Based on this study, and considering cost of extended housing time, feed intake, lower final body weight, and lower carcass value, the infection by PRRS has an estimated extra cost of, approximately, USD 10 per animal.

PRRS and its effect on intestinal function and integrity, and digestibility.

Depending on the PRRS virus type infecting the pigs, the performance can be affected by impaired ileal digestibility and total apparent digestibility of nutrients (Schweer et al., 2016a; Schweer et al., 2017; Schweer et al., 2018).There was also an alteration in the endogenous loss of basal amino acids and nitrogen in finishing pigs infected with PRRS, between 7 or 8 dpi and 18 or 19 dpi (Schweer et al., 2018).

Depending on the way intestinal health and integrity are evaluated, it was demonstrated that PRRS infections affect intestinal integrity and function (Schweer et al., 2016b)

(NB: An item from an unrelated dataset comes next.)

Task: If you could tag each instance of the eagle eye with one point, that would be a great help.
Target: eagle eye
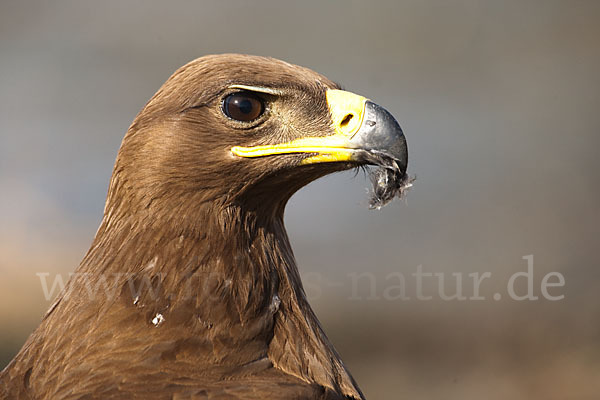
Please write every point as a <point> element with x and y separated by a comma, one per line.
<point>243,106</point>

  • Between 7 and 8 dpi, significative reduction in endogenous losses of arginine, alanine, and proline were observed.
  • Remarkably, basal endogenous nitrogen losses were reduced in pigs infected with PRRSV; however, total nitrogen losses throughout the digestive tract increased in infected animals.
  • Between 18 and 19 dpi, there was an increasing tendency to the basal endogenous loss of threonine, whilst there was a reduction in the endogenous losses of arginine, alanine, and proline.

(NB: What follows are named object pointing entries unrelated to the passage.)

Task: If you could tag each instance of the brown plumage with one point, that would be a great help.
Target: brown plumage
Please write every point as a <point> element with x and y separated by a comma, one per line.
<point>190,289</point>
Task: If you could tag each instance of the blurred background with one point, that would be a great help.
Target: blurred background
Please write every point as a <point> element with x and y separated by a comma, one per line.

These data suggest that the basal endogenous losses in some amino acids are reduced during maximum viremia, and they were no different during the seroconversion period of PRRS pathogenesis. 

PRRS performance pigs _ intestinal lesions

Figure 6. Histopathology of the intestinal mucosa in infected and non-infected pigs.

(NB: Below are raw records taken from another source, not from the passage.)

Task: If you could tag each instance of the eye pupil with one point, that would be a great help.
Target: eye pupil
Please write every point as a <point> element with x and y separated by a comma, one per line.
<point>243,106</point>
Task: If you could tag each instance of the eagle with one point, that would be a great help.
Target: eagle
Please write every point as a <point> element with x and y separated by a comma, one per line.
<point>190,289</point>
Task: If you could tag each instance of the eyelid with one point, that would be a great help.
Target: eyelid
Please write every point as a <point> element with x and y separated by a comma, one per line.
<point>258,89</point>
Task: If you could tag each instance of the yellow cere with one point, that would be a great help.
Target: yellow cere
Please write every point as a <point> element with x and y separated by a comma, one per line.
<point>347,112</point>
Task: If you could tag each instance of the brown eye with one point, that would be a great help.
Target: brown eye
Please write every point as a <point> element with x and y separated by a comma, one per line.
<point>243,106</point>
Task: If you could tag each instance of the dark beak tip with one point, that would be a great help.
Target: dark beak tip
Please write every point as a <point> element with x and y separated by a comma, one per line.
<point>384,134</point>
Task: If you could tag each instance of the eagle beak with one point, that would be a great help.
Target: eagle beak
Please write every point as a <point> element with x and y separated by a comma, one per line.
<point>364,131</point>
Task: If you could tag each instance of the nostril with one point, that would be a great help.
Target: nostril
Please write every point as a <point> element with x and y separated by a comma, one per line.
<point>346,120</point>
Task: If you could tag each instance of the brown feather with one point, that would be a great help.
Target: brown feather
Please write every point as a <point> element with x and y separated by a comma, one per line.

It was demonstrated that, in weaned piglets, the infection by PRRSV only has a minimal impact on the morphology and histopathology of the small intestine (duodenum, jejunum and ileum) (Fig. 6); infiltration with immune cells and villi fusion are two of the most common microscopic lesions. However, at 21 dpi, ex vivo mucosa permeability to macromolecules increased, together with active glucose transport and sucrase activity.

The data suggests that PRRS infection, on its own, may not necessarily have a negative effect on intestinal health and function.


  • Depending on the type of virus (American or European), and its virulence, PRRS can affect animals in different ways.
  • PRRSV infections may have a long-lasting effect on the health and performance of pigs, although intestinal function and digestibility may not be importantly affected.